Archaeology and science have always had something of an on-again, off-again relationship
It’s a delicate balance that needs to be reached, archaeologists want to embrace science and all it has to offer, specifically the scientific method and solid, quantified results, but on the other hand, nobody wants to sacrifice the very real human aspect of archaeology.
The first revolution in archaeology was that of the “New” Archaeology, led by the very charismatic Lewis Binford. (One of my favourite accounts of Lewis Binford’s charisma is from Kent Flannery, who describes Binford as “… a charismatic southerner who had mastered the fire-and-brimstone style of a revival meeting. He opened his first class by announcing, “My name is Lewis R. Binford, and the name of this course is Revelations!” By the end of that class, half the students were speaking in tongues.”). New archaeology promised a more scientific approach to archaeology, in which general universal laws governing human behaviour would be uncovered and used to explain anything and everything in the archaeological record.

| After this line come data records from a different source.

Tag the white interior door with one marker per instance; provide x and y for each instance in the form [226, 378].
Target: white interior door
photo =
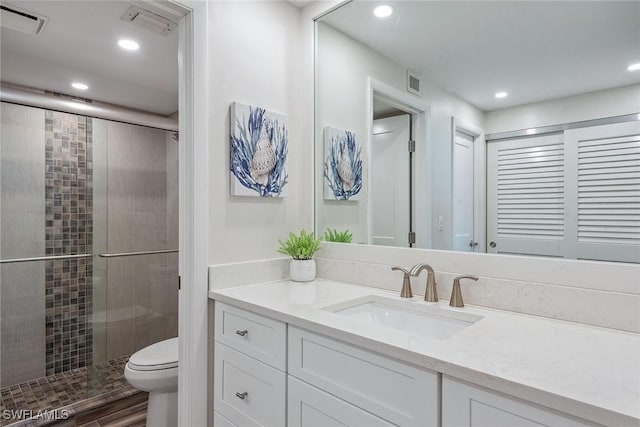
[463, 197]
[390, 181]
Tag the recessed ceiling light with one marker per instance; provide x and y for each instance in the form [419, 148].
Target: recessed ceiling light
[634, 67]
[383, 11]
[128, 44]
[79, 86]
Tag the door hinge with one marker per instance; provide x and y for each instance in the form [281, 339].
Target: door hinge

This new explanatory power would, in turn, enable archaeology to “step up” and take on the responsibility required of it by the broader field of anthropology.
In 1962 Binford published an article in American Antiquity titled ‘Archaeology as Anthropology. This article is considered by many to be the origin of the New Archaeology revolution.

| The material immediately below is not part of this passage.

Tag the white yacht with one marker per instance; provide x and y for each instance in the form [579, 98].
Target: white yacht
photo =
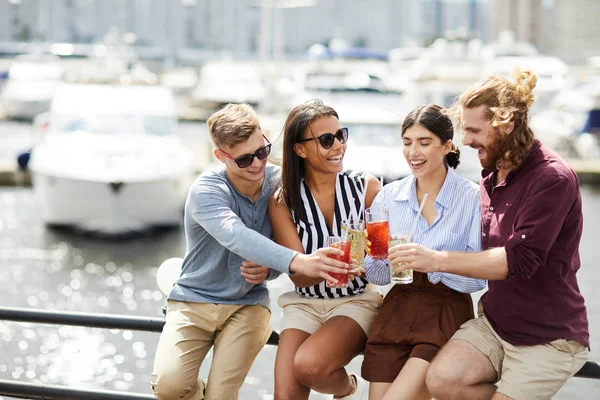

In this article, Binford argues that culture is a means of adaptation to a human being’s natural surroundings. Based on this assumption, it is further argued that universal laws of human behaviour can explain the variations and similarities observed in the material remains of the human past over space and time. Binford calls for archaeology to take on its fair share of responsibility as a sub-discipline of anthropology, claiming that in the past, archaeology had not offered enough in the way of explanation.

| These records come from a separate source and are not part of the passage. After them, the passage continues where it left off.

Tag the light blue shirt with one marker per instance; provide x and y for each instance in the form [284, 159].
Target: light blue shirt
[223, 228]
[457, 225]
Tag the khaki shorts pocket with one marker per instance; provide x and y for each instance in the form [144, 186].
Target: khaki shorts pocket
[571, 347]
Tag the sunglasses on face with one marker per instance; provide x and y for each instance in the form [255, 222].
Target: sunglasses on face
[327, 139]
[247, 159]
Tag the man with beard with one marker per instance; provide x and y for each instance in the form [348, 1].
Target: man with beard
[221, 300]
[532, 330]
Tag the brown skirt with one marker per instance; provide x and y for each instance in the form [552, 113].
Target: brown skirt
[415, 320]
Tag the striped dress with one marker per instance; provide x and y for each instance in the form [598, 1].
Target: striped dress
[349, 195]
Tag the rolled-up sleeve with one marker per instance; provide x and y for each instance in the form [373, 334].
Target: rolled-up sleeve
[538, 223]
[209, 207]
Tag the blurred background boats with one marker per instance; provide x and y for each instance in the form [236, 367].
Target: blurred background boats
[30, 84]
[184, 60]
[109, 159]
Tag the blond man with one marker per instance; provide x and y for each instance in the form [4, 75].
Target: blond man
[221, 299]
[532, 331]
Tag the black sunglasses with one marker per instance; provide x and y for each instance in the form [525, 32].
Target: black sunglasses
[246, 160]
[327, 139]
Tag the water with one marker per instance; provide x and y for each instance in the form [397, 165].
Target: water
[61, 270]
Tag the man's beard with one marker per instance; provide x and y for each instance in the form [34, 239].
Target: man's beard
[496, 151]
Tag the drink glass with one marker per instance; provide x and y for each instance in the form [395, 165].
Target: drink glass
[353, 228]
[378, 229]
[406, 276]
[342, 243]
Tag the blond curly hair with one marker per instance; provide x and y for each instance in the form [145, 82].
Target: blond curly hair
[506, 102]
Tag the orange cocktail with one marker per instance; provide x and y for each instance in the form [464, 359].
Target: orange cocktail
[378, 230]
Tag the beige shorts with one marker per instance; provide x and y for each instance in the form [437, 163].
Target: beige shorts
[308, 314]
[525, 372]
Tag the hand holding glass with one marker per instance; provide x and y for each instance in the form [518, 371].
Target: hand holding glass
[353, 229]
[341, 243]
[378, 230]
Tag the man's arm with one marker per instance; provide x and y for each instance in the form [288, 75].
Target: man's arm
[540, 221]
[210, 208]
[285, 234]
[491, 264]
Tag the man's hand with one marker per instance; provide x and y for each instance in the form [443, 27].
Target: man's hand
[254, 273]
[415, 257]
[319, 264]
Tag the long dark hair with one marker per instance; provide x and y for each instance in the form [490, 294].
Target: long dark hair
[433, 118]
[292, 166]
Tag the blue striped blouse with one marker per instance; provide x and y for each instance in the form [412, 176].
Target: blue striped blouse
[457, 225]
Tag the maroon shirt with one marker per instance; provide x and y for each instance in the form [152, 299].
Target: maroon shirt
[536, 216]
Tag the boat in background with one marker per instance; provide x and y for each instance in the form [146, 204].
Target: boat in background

Binford published a series of articles promoting his idea of new, or “processual” archaeology which culminated in a collection of papers taken from “The Social Organization of Prehistoric Societies”, a symposium organised by Binford for the 1965 Annual Meeting of the Society for American Archaeology. This collection, edited by Binford and his then wife, Sally, was called New Perspectives in Archaeology (1968). In the first chapter of the book, Binford claims that traditional archaeology has failed in its potential to assist with any of the objectives of anthropology, which is to use the archaeological record to inform cultural history, past life ways, and general cultural processes. Binford felt that this was due to traditional archaeology’s inductivist values, which would limit archaeology to a refined form of antiquarianism. Binford was a strong believer in the power of deductive reasoning to gain knowledge, and conversely that inductive reasoning was non-scientific and therefore untrustworthy.
As Sally Binford recalls the reception to their book and the revolution it caused; “We turned out a series of articles and a book, New Perspectives in Archaeology, that took the whole field of archaeology and shook it up. Lew didn’t have grad students as much as he had disciples.”
However, after this whirlwind affair between archaeology and science, the scientific method and deductive reasoning, a backlash quickly followed.
Philosophers of science stepped in and demonstrated that the deductive-nomological method Binford had borrowed from philosophers Carl Hempel and Paul Oppenheim had in fact been long refuted bu Karl Popper.
Binford distanced himself from processual archaeology, downplaying his role in its rise. He claimed it had been a revolution for the sake of revolution, that it brought little of merit to anthropology, and that he had been a mouthpiece for others.
Post-processual archaeology gained momentum in response to the failings of processual archaeology. Post-processualists argued that archaeology was entirely subjective, and could not be approached with the scientific method.
I personally like Binford’s ideas, except that he perhaps rushed into things without doing enough research and without having enough understanding of the history and philosophy of science. I hope to find a happy medium in which archaeology, rather than being a scientific discipline, is instead enhanced by what other scientific disciplines have to offer.